Changes in Mortality by Country

Let’s see which countries have the most reduction in maternal deaths.

# Group data by country and calculate the delta in deaths over the years
tbl <- mmr_df %>% 
  group_by(Country) %>% 
  summarize(delta = round(first(Deaths) - last(Deaths))) %>%
  arrange(desc(delta)) %>%
  drop_na()

# barplot
ggplot(tbl %>% top_n(10, delta), aes(x=reorder(Country, delta), y=delta, fill=Country)) +
  ggtitle("Top 10 Countries with Reductions in Deaths") +
  theme(plot.title = element_text(hjust = 0.5)) + 
  geom_bar(position='dodge', stat="identity") + 
  geom_text(aes(reorder(Country, delta), y=delta, label = round(delta)), size = 2, hjust = -0.5, vjust = 0.5 ) +
  scale_y_discrete(labels = comma, breaks=c(1000, 100000, 200000, 600000)) +
  ylim(c(0,700000)) +
  xlab('Country') + 
  ylab('Deaths') +
  theme(legend.position = "none") + 
  coord_flip()

… and those with increases in maternal deaths.
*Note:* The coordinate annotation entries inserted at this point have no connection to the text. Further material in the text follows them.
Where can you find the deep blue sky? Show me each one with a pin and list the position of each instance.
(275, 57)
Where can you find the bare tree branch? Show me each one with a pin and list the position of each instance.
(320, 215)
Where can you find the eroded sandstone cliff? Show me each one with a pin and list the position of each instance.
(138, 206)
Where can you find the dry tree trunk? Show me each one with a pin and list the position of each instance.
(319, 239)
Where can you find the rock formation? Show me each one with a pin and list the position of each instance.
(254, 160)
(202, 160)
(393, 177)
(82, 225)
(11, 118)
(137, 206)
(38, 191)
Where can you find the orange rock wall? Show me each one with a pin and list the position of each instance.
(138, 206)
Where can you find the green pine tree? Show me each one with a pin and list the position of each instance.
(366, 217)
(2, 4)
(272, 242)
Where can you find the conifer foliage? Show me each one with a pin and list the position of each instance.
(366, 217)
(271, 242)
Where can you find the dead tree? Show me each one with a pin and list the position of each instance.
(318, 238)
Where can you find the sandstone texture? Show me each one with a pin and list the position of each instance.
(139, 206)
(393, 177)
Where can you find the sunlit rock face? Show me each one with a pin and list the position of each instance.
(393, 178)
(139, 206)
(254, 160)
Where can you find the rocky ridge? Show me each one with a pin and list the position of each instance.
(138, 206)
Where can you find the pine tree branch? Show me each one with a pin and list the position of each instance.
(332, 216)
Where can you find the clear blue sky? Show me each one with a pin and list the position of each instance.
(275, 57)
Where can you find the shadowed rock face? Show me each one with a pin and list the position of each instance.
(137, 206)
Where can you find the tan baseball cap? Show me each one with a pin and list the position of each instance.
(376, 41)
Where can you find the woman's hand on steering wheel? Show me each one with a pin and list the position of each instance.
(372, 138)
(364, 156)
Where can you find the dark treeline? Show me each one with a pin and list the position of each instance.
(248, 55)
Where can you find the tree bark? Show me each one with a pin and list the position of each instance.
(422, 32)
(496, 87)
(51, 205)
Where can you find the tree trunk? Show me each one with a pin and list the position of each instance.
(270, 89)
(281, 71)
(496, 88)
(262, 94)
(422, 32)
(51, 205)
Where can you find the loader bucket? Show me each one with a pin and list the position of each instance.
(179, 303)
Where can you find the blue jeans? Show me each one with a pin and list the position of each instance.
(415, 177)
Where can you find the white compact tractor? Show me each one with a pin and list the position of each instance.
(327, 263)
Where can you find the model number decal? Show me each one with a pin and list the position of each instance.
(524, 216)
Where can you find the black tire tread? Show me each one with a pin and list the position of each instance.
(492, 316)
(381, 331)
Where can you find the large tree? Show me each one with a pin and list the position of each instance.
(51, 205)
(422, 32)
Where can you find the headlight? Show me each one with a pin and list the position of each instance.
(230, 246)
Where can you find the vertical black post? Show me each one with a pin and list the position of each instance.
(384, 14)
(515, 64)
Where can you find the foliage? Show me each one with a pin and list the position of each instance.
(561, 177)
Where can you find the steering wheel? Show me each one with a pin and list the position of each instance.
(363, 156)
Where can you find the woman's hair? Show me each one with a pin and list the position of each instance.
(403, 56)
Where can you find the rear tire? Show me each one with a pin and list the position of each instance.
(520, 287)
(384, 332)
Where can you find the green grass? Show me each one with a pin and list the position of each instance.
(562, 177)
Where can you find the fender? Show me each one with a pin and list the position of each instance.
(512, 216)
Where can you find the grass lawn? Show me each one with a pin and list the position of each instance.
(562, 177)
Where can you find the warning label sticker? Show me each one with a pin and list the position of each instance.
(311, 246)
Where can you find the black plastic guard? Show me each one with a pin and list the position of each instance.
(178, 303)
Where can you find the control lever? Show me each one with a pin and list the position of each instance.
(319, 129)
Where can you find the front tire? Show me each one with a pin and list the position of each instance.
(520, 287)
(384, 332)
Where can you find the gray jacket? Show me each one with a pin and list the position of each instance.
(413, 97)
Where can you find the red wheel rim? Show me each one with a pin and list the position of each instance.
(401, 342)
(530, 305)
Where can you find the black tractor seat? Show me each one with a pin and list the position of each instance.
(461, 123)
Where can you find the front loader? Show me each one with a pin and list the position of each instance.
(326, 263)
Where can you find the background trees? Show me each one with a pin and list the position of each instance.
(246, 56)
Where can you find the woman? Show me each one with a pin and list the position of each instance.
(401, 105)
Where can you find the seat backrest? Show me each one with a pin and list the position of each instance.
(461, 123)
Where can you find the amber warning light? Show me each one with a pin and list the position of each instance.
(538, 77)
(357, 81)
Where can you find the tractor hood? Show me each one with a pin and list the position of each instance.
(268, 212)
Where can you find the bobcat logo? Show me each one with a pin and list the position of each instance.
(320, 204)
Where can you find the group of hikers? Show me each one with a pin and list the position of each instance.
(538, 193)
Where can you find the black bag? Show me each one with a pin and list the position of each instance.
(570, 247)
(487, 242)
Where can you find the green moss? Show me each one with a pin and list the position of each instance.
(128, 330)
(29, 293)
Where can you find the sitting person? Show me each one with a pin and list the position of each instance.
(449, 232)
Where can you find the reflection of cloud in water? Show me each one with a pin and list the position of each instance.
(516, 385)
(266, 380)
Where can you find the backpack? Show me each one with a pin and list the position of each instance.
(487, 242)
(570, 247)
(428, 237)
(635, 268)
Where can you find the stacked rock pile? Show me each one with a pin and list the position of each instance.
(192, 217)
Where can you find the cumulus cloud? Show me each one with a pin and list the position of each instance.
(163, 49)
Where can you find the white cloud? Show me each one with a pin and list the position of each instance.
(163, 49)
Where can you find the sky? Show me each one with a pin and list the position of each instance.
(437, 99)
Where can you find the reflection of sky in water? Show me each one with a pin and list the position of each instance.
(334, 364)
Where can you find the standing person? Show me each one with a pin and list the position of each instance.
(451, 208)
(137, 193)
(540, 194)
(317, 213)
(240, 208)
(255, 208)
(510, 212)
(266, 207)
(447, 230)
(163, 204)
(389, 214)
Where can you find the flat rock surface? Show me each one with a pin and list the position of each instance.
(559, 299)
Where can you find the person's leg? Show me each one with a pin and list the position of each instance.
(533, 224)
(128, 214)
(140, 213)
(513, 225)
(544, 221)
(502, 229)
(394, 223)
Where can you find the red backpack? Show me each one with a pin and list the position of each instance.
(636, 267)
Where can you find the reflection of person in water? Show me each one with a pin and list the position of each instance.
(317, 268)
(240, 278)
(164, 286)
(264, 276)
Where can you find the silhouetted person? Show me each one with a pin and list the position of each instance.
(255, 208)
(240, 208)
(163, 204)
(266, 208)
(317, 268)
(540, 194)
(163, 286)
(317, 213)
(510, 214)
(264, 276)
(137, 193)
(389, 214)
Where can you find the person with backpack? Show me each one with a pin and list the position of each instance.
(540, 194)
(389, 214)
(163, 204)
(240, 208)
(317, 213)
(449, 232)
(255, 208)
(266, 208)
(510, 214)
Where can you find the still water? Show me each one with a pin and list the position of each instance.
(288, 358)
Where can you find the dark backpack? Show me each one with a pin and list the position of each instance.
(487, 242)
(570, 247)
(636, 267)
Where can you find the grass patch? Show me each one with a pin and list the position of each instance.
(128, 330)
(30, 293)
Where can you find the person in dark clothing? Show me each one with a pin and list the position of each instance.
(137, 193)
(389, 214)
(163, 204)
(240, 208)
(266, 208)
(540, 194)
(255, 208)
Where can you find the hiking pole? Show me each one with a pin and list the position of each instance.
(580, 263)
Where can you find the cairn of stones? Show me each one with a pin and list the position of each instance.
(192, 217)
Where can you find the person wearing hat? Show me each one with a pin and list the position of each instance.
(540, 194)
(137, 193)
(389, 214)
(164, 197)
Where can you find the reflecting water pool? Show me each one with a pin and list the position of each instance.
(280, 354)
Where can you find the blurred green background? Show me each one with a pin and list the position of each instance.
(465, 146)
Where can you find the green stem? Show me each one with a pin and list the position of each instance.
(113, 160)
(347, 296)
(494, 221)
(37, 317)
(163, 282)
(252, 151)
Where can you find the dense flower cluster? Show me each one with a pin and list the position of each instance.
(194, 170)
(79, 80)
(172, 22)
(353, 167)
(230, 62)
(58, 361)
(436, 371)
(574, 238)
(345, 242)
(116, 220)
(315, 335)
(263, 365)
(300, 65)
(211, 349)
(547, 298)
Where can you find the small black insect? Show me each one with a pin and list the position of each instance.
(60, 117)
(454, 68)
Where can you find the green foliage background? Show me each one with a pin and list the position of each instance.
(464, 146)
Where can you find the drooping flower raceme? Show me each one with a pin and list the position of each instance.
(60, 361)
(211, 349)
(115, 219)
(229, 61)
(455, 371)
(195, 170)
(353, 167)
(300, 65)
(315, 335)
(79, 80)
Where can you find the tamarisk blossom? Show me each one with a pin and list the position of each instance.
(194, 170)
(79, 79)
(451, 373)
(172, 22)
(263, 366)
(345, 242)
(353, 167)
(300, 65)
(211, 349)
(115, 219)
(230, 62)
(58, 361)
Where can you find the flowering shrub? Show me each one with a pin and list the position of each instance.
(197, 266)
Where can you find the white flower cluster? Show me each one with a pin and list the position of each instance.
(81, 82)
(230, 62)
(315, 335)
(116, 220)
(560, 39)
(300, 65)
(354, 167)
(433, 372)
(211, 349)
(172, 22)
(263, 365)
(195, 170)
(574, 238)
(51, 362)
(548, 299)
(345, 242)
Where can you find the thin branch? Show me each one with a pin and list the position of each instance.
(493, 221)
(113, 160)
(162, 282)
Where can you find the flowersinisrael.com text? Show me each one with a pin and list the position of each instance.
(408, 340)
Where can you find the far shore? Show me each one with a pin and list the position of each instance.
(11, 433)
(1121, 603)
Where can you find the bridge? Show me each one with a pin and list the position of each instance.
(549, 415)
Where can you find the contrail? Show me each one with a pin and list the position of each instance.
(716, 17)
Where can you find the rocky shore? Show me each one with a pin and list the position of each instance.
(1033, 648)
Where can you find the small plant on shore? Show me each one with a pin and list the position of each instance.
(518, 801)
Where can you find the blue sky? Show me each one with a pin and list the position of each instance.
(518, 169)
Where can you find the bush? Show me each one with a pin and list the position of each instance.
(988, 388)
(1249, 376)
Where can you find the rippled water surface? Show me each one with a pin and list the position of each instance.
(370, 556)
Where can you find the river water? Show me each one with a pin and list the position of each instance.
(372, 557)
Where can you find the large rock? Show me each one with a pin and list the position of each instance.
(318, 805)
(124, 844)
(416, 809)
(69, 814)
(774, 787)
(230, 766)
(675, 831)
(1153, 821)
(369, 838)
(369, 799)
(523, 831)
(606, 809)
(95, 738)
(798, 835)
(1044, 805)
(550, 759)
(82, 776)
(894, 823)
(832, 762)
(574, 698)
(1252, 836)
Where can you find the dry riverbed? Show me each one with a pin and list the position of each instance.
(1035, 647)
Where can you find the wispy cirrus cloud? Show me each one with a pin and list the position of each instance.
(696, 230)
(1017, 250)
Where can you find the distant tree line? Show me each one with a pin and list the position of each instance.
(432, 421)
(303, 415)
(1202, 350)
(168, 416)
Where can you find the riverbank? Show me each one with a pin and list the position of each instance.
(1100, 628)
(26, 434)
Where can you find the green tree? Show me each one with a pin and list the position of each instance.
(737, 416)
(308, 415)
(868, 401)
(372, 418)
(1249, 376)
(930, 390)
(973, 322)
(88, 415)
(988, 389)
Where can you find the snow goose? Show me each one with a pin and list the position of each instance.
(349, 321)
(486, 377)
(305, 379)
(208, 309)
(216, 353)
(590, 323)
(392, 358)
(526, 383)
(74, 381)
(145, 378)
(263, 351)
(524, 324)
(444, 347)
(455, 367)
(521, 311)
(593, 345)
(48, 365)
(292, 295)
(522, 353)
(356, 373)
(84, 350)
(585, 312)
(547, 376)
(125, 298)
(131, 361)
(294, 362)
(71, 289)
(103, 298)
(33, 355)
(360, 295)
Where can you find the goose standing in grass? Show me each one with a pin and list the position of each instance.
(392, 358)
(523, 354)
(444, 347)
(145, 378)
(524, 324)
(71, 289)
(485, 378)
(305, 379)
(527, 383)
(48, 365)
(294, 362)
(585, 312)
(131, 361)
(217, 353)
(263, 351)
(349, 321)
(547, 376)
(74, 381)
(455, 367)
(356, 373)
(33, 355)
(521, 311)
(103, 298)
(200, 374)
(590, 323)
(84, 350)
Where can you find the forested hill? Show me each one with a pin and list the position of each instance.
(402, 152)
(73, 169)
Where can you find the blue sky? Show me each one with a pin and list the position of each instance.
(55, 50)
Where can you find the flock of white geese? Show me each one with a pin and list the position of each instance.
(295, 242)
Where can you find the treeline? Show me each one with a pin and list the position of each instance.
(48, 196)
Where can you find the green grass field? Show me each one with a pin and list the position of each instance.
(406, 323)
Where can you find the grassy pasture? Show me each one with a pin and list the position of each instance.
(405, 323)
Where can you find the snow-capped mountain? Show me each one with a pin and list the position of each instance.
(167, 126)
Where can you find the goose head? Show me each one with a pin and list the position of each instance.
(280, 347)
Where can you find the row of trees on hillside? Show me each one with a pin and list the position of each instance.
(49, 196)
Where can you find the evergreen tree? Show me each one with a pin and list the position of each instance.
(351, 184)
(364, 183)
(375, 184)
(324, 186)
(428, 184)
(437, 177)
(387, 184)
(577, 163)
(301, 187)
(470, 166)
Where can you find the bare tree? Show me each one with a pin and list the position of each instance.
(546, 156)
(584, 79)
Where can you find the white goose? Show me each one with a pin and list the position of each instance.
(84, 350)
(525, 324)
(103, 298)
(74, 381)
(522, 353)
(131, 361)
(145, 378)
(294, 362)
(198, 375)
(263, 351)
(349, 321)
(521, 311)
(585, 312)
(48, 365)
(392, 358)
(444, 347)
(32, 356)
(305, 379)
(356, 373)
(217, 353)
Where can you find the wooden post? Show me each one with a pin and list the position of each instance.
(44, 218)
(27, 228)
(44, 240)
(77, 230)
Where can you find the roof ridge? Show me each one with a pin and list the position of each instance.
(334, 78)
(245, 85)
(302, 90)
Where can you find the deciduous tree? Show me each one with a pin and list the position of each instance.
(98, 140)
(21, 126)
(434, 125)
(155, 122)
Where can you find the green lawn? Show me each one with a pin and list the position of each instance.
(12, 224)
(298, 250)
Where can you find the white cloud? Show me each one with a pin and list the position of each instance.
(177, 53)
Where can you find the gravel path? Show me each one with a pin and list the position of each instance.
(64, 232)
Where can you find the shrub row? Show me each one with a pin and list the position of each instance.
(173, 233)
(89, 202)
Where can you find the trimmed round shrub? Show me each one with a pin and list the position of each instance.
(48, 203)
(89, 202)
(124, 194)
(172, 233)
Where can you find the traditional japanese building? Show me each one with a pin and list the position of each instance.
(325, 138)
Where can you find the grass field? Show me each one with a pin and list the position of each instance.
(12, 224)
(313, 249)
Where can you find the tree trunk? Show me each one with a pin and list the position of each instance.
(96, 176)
Nigeria is clearly experiencing a crisis.

# barplot
ggplot(tbl %>% top_n(-10, delta), aes(x=reorder(Country, delta), y=delta, fill=Country)) +
  ggtitle("Bottom 10 Countries with Increases in Deaths") +
  theme(plot.title = element_text(hjust = 0.5)) + 
  geom_bar(position='dodge', stat="identity") + 
  geom_text(aes(reorder(Country, delta), y=delta, label = round(delta)), size = 2, hjust = 1.5, vjust = 0.5 ) +
  scale_y_discrete(labels = comma, breaks=c(-30000, -20000, -1000)) +
  ylim(c(-25000,0)) +
  xlab('Country') + 
  ylab('Deaths') +
  theme(legend.position = "none") +
  coord_flip()

# Group data by country and calculate the delta in deaths over the years
mmr_df <- mmr_df %>% 
  group_by(Country) %>% 
  mutate(delta = Deaths - lag(Deaths, order_by=Year, default=first(Deaths)))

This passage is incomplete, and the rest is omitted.